Avoid standardizing keys for feature values which are a list of dictionaries

Hi, i’m trying to create a HF dataset from a list using Dataset.from_list.

Each sample in the list is a dict with the same keys (which will be my features). The values for each feature are a list of dictionaries, and each such dictionary has a different set of keys. However, the datasets library standardizes all dictionaries under a feature and adds all possible keys (with None value) from all the dictionaries under that feature.

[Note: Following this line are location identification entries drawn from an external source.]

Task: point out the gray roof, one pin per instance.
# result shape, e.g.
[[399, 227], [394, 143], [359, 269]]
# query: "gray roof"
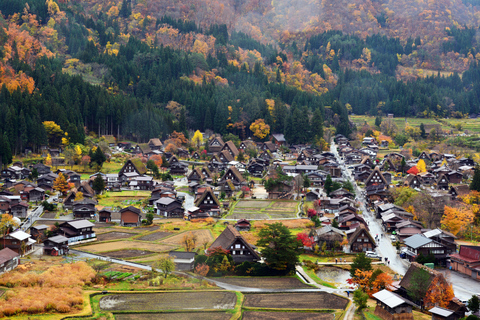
[[79, 224], [441, 311], [416, 241], [389, 298], [58, 239]]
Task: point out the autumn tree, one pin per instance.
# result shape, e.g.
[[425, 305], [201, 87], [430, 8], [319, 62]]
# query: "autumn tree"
[[189, 241], [421, 166], [260, 129], [165, 265], [78, 196], [457, 219], [60, 184], [54, 132], [197, 138], [280, 247]]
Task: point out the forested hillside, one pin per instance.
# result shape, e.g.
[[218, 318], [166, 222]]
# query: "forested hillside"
[[143, 68]]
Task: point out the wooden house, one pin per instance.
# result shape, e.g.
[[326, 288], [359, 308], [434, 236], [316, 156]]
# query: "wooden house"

How can I keep the same set of keys as in the original list for each dictionary under a feature?

Here’s a simple example:

from datasets import Dataset

# Define a function to generate a sample with "tools" feature
def generate_sample():
    # Generate random sample data
    sample_data = {
        "text": "Sample text",
        "feature_1": []
    }
    
    # Add feature_1 with random keys for this sample
    feature_1 = [{"key1": "value1"}, {"key2": "value2"}]  # Example feature_1 with random keys
    sample_data["feature_1"].extend(feature_1)
    
    return sample_data

# Generate multiple samples
num_samples = 10
samples = [generate_sample() for _ in range(num_samples)]

# Create a Hugging Face Dataset
dataset = Dataset.from_list(samples)
dataset[0]

The output is

{'text': 'Sample text', 'feature_1': [{'key1': 'value1', 'key2': None}, {'key1': None, 'key2': 'value2'}]}

Instead, I want to construct the dataset such that I get this
{'text': 'Sample text', 'feature_1': [{'key1': 'value1'}, {'key2': 'value2'}]}